Los equidistantes no entran a valorar si estamos ante presos políticos o ante políticos presos pero sostienen que la Justicia es la que no ha dejado de ser política en todas sus resoluciones. ¿Con qué autoridad puede el Tribunal Constitucional impedir al Parlament hablar sobre lo que le venga en gana, sea de la autodeterminación o de la cría de percebes? ¿Qué tipo de censura previa es esta que prohíbe el simple debate pese a que las resoluciones que se alcancen no tengan fuerza de ley, que es cuando tendrían que ser de su incumbencia? De la misma manera, entienden que los partidos independentistas disfrazan su división con gestos para la galería, y que la ruptura acabará oficializándose más temprano que tarde en unas elecciones tras las que  bifurcarán sus caminos.

Creen además que la tensión entre Madrid y Barcelona habría exigido hace tiempo un teléfono rojo para evitar el despegue de los misiles, una línea de comunicación directa como la que, según cuentan, Estados Unidos y la Unión Soviética nos ahorraron varias veces el final del mundo en plan desagradable y apocalíptico.

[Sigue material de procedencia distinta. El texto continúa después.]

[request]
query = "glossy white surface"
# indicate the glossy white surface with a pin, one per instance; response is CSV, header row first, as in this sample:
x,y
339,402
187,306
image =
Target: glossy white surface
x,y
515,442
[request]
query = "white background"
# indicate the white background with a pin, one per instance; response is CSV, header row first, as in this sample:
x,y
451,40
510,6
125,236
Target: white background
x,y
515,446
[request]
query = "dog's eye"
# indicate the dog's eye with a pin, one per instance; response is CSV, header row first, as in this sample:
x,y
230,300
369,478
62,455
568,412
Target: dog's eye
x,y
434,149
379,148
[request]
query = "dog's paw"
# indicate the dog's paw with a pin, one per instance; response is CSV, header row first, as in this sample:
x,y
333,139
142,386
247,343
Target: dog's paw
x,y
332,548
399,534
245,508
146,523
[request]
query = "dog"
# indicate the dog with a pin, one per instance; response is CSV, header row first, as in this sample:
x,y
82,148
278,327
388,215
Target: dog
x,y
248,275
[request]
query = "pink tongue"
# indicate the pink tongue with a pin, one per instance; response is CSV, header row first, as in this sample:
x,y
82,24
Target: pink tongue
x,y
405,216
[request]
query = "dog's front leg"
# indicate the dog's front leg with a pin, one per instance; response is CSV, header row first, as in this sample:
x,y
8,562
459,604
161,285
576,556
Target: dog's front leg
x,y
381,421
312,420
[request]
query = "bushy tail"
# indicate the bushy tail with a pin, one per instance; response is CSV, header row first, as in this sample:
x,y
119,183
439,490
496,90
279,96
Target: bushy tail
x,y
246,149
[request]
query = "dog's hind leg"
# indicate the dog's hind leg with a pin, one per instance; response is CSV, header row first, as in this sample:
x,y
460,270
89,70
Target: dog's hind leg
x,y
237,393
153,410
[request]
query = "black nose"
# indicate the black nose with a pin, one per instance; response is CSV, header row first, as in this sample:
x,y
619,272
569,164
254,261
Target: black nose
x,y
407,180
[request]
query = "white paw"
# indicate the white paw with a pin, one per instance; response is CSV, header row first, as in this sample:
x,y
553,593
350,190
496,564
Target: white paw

De nada serviría si una de las dos partes no atiende las llamadas, como ha hecho Pedro Sánchez con Quim Torra, que debe de ser uno de esos tipos pesadísimos que, además, llama a cobro revertido. Y no han dejado de sorprenderse de que el president aprovechara el desplante telefónico para hacer un cameo de collons, que le ha retratado como un mal actor y como un dirigente al que no se puede tomar en serio. Con estos dos a los mandos en la Guerra Fría puede que estuviéramos todos criando malvas por un ponte tú que a mí me da la risa.

Los equidistantes, que han visto repartir estopa a policías de otros países europeos -donde por cierto han encontrado refugio algunos líderes independentistas- no comparten que el español sea un Estado represor ni que su democracia sea de medio pelo o de baja intensidad. Es más, reconocen que, con sus defectos, vivimos en una democracia bastante apañadita, vanguardia de algunos derechos civiles, y años luz de distancia de Qatar, por poner un ejemplo que a algunos les viene rápidamente a la cabeza.

A este tipo de personas no les asustan los referendum porque detestan los matrimonios a la fuerza ni descartan que pueda encontrarse una solución pactada que implique renunciar a maximalismos estériles. Como en aquella campaña que el franquismo lanzó en los años 50 para que los hogares llevaran a un pobre a su mesa en las entrañables fechas navideñas, sería muy útil hacer lo mismo con los equidistantes en cualquier época del año. Somos gente con apetito y no nos falta la conversación.